Saturday, June 16, 2012

The Little Spacecraft That Couldn't

Re-enter, that is...

VANDENBERG AIR FORCE BASE, Calif., June 15 (UPI) -- A U.S. Air Force space plane in orbit for more than a year will come back to Earth this weekend, say officials who remained mum on the mission's purpose.
The robotic X-37B, after 15 months in space, is set to land Saturday at California's Vandenberg Air Force Base, although weather and other factors could change that, officials said.

Well of course they remained "mum" on the missions purpose - 15 months in orbit? That's a incredibly long time for a test flight.
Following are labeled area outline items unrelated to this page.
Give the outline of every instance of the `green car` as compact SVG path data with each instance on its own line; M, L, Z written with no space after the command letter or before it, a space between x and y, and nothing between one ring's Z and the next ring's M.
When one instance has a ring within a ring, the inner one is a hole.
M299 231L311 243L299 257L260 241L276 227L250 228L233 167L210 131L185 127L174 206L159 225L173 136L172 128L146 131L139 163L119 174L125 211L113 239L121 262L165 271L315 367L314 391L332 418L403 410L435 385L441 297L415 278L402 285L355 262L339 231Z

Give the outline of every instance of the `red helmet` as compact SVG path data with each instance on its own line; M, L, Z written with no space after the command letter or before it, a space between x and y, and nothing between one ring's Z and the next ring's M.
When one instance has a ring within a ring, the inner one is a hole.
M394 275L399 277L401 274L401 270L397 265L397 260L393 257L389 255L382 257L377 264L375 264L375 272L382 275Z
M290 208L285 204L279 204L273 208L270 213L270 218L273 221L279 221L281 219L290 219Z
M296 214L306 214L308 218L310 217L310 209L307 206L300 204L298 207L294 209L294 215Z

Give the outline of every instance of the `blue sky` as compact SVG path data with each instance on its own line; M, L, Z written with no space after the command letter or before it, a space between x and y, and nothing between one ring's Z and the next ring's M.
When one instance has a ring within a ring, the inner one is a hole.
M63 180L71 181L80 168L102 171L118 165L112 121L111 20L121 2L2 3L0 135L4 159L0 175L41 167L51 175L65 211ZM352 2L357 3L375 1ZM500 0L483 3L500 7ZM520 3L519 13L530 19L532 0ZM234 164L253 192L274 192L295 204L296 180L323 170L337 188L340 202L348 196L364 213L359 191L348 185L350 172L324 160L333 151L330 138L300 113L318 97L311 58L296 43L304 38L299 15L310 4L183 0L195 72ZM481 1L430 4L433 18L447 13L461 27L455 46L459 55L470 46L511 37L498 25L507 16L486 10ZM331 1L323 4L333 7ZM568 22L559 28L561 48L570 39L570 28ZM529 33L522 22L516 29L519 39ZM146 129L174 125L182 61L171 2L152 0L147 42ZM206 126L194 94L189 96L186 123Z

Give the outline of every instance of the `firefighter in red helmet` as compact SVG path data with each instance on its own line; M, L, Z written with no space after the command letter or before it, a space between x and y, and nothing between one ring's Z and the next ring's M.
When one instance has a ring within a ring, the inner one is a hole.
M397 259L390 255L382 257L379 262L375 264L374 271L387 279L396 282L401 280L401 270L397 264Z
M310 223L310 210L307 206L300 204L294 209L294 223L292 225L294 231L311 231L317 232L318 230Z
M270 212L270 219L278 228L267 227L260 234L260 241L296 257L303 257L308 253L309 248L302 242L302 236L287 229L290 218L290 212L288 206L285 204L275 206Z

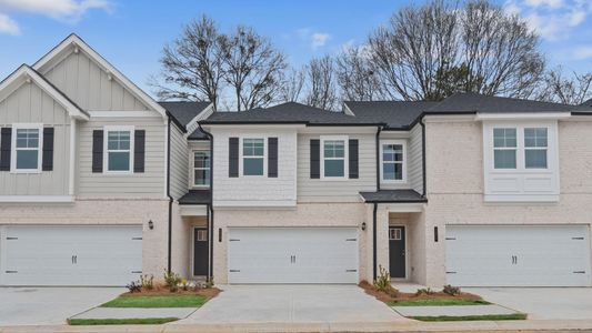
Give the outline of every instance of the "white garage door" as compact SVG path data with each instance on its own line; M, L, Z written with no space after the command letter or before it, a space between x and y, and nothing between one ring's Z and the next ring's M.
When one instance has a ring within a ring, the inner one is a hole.
M0 284L126 285L142 271L141 225L6 225Z
M446 281L465 286L588 286L586 225L448 225Z
M358 283L355 228L232 228L230 283Z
Too long.

My money says they lost control of this craft months ago, and now they have either re-established  some sort of control, or it's about to come down all by itself  because of a degrading orbit.

If it lands where they want it to, well and good. If it hits someplace that makes no sense, then it's probably coming down out of control and they will release some sort of blather about breaking up during reentry, or something dubious like that.
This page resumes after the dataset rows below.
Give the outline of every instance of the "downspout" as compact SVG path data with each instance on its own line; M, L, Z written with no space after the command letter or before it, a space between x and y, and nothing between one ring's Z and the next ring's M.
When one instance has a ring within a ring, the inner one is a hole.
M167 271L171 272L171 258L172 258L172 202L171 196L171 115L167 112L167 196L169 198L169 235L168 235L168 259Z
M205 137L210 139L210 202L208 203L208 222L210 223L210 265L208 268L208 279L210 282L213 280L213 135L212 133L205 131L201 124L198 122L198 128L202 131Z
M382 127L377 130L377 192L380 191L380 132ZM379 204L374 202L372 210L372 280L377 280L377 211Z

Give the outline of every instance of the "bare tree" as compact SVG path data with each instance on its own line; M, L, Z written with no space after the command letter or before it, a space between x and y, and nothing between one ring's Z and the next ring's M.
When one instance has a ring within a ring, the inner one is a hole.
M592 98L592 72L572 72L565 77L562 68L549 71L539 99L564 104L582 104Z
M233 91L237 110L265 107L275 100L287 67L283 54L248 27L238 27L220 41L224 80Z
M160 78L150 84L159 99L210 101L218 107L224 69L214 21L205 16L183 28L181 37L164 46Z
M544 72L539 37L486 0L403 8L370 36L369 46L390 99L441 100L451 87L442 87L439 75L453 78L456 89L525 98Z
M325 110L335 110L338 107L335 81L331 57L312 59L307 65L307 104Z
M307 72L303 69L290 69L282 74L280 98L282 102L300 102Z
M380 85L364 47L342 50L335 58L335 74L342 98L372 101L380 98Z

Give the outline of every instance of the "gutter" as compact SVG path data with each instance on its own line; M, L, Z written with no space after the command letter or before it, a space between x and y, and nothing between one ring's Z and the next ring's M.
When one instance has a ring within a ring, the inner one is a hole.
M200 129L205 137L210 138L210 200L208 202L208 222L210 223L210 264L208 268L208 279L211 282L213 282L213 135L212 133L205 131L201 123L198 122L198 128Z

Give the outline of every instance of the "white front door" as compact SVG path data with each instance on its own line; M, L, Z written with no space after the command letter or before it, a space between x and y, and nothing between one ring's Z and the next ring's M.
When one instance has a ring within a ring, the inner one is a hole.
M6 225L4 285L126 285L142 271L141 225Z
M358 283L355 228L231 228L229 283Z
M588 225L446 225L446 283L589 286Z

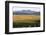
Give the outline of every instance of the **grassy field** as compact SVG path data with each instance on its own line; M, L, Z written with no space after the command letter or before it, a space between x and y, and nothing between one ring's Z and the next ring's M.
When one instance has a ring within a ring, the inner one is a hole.
M13 28L40 27L40 16L16 15L13 16Z

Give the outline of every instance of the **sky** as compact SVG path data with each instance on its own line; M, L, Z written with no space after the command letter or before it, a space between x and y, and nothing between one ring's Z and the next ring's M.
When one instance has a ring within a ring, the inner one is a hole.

I have little faith in today's batch of space engineers, a bunch of  eight-to-fivers trying to re-design what came before them, all monitored and controlled by a legion of "safety at all costs" bureaucrats whose only job seems to be the slowdown of America's space efforts.

I certainly hope I'm wrong, that it lands exactly as originally planned. Perhaps there is still a core of  exceptional people somewhere in our national space effort that can do the job.
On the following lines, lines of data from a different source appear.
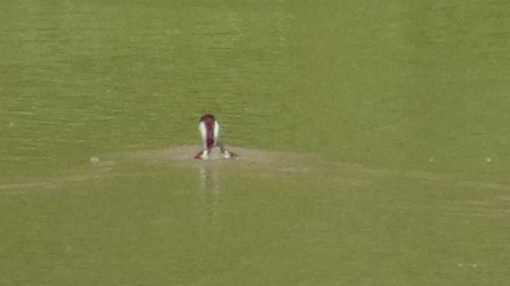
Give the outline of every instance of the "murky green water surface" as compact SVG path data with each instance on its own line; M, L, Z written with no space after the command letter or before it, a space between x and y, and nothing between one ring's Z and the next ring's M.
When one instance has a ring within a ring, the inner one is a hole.
M510 280L509 4L4 2L0 284Z

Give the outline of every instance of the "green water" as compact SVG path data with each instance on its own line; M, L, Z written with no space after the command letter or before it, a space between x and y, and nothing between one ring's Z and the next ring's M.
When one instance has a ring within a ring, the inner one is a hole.
M124 2L0 4L0 285L510 280L510 4Z

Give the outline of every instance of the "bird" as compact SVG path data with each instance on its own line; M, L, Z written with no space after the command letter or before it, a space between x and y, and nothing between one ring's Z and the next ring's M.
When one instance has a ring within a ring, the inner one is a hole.
M198 131L202 138L202 151L195 155L196 159L208 160L212 159L213 151L219 148L219 158L230 159L236 157L237 154L227 151L223 143L218 142L220 136L220 125L211 114L203 114L198 120Z

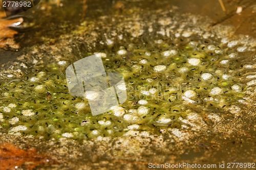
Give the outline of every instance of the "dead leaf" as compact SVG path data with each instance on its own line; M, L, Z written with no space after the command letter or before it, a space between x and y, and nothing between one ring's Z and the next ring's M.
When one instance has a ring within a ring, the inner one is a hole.
M6 48L8 47L13 49L17 49L19 45L14 40L14 35L18 34L15 30L11 29L9 27L20 24L23 22L23 18L18 18L13 19L1 19L6 16L4 12L0 11L0 48Z
M27 151L9 143L0 143L0 165L2 170L15 169L22 165L26 169L33 169L49 162L45 154L38 154L34 149Z

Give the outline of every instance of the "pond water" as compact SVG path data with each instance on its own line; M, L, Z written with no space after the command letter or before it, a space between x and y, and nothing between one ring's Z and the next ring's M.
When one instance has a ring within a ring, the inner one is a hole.
M0 51L1 141L52 151L42 169L255 162L256 5L224 5L40 2L15 29L19 48ZM65 75L94 54L127 94L96 116Z

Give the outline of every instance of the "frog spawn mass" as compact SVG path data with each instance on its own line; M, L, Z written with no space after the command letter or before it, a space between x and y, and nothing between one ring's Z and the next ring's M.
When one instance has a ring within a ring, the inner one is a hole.
M134 130L157 133L164 128L175 133L187 117L239 110L234 103L245 102L245 87L236 60L242 52L225 45L191 41L177 47L161 41L155 48L129 44L111 55L96 53L106 70L123 75L126 86L119 87L127 95L123 104L96 116L86 99L90 94L69 93L68 62L37 66L22 79L1 84L0 129L47 138L118 136Z

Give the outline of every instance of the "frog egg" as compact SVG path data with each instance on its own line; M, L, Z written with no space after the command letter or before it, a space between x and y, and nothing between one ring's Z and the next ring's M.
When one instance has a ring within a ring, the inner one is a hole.
M233 46L235 46L238 44L238 41L234 41L234 41L231 41L227 43L227 47L229 47L229 48L231 48L231 47L232 47Z
M88 100L94 100L99 97L99 94L96 91L88 91L86 92L86 98Z
M46 87L43 85L39 85L35 87L35 90L36 92L39 94L41 94L44 92L46 92L47 89Z
M161 72L166 69L166 66L164 65L158 65L154 67L153 69L156 72Z
M248 86L252 86L256 85L256 80L252 80L249 81L246 83L246 85Z
M146 59L143 59L140 61L140 63L141 64L146 64L147 62L147 60Z
M231 87L231 88L232 90L237 92L240 92L242 91L242 87L237 84L234 84Z
M225 80L228 80L231 79L231 76L230 75L225 74L222 75L222 79Z
M123 116L123 119L124 120L127 122L131 122L133 120L134 116L132 114L126 114Z
M14 103L10 103L8 105L8 107L10 108L14 108L16 107L17 105Z
M223 60L221 61L220 63L221 64L228 64L229 62L229 60Z
M144 105L147 104L147 101L144 100L141 100L138 102L139 105Z
M60 65L65 65L67 64L67 61L64 60L59 61L58 64Z
M163 40L159 39L159 40L156 41L155 42L156 43L160 44L163 43Z
M132 125L128 126L127 127L127 128L129 130L135 130L135 129L138 129L140 128L140 126L139 125Z
M195 66L199 65L201 62L199 59L195 58L189 58L187 59L187 61L188 62L188 63Z
M146 90L141 90L141 91L140 91L140 93L142 94L146 95L150 95L150 92L148 91L146 91Z
M145 56L150 57L151 56L151 53L150 52L145 52Z
M45 76L46 75L46 74L45 72L44 71L40 71L39 72L38 72L37 75L36 75L36 76L39 78L40 78Z
M187 90L184 93L184 95L187 98L190 99L197 96L197 93L193 90Z
M110 126L111 125L111 122L110 120L107 120L107 121L99 120L98 121L98 123L101 125L103 125L103 126Z
M231 58L236 58L238 56L238 54L235 53L232 53L228 55L228 57Z
M216 50L214 52L216 54L222 54L223 53L223 52L221 50Z
M178 70L180 73L185 73L188 71L188 68L187 67L181 67Z
M182 33L182 36L184 37L189 37L192 35L193 33L193 32L192 31L185 31Z
M68 132L63 133L62 134L62 136L63 137L65 137L67 138L71 138L71 137L73 137L74 136L73 135L73 134L72 134L71 133L68 133Z
M245 51L245 50L246 50L247 48L247 47L246 46L240 46L237 48L237 50L239 52L242 53L242 52L244 52Z
M106 58L106 54L104 53L97 53L95 54L95 56L98 57Z
M9 123L12 125L15 125L19 121L18 117L14 117L9 120Z
M162 53L162 55L164 57L170 57L178 54L178 51L176 50L167 50Z
M140 115L145 115L148 113L150 109L145 106L141 106L138 108L137 110L138 114Z
M215 50L216 49L216 46L213 44L210 44L207 46L207 48L210 50Z
M110 39L106 39L106 44L108 45L111 45L114 43L114 41Z
M7 76L8 78L11 78L12 77L14 77L14 75L10 75L10 74L9 74L9 75L7 75L7 76Z
M86 107L86 104L83 102L79 102L76 103L75 107L78 110L82 109Z
M210 94L211 95L220 95L223 93L222 89L220 87L215 87L210 91Z
M121 90L126 90L126 87L124 83L122 83L121 84L118 85L117 86L117 88Z
M168 124L172 122L172 119L169 118L166 118L163 116L161 116L157 120L156 120L159 124Z
M228 38L227 38L227 37L223 38L221 39L221 42L223 43L223 44L226 44L228 42L228 41L229 41Z
M124 49L119 50L117 51L117 54L119 55L124 55L127 53L127 51Z
M114 115L116 116L122 116L125 113L124 108L117 106L114 106L110 108L110 109L114 111Z
M148 91L152 94L155 94L157 92L157 89L155 88L151 88Z
M94 130L91 132L91 134L93 135L98 135L99 134L99 132L97 130Z
M212 79L214 77L209 73L205 72L202 74L201 77L203 80L207 81Z
M198 45L198 42L197 41L191 41L188 43L190 45L193 46L197 46Z
M35 114L35 113L33 112L32 109L23 110L22 111L22 114L24 116L31 116Z
M18 131L26 131L28 129L28 128L26 126L24 125L19 125L17 126L15 126L15 127L12 128L11 129L10 131L11 132L16 132Z
M10 112L11 111L11 109L10 109L8 107L4 107L3 108L3 110L4 110L4 112Z

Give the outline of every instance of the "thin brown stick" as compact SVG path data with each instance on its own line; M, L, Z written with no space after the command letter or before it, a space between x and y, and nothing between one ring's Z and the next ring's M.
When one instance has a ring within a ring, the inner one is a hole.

Doesn't matter too much -  With people like Obama in charge, our national space efforts are doomed anyway. It will be up to people like those who built and launched the SpcaceX to put us back into space.


Astrosmith said...

Well, that post was easy to debunk. It landed this morning and is supposedly just fine.

Galt-in-Da-Box said...

If SpaceX can figure out how to make a "clone drone" it can launch via booster from an aircraft flying at the "edge of space", servicing the ISS with crew and supplies will be a lot easier.

Bob said...


Glad to hear it. But you still gotta wonder what it was doing up there for 15 months. That sort of mission time makes no sense to me.

Maybe it was mapping the entire planet with a camera better than anyone elses... including that rusted out barbeque grill in your backyard.

Astrosmith said...

They probably saw me grilling chicken on that grill, Bob, and could read the label on the bottle of KC Masterpiece.

It's probably a good practice to just look up frequently and flip them off.

texlahoma said...

They were probably doing something to help mankind free themselves from the bonds of tyranny.

I'm glad I was typing that, couldn't have kept a straight face saying it.

Galt-in-Da-Box said...

Yeah tex..."making the world safe for deMOCKracy"!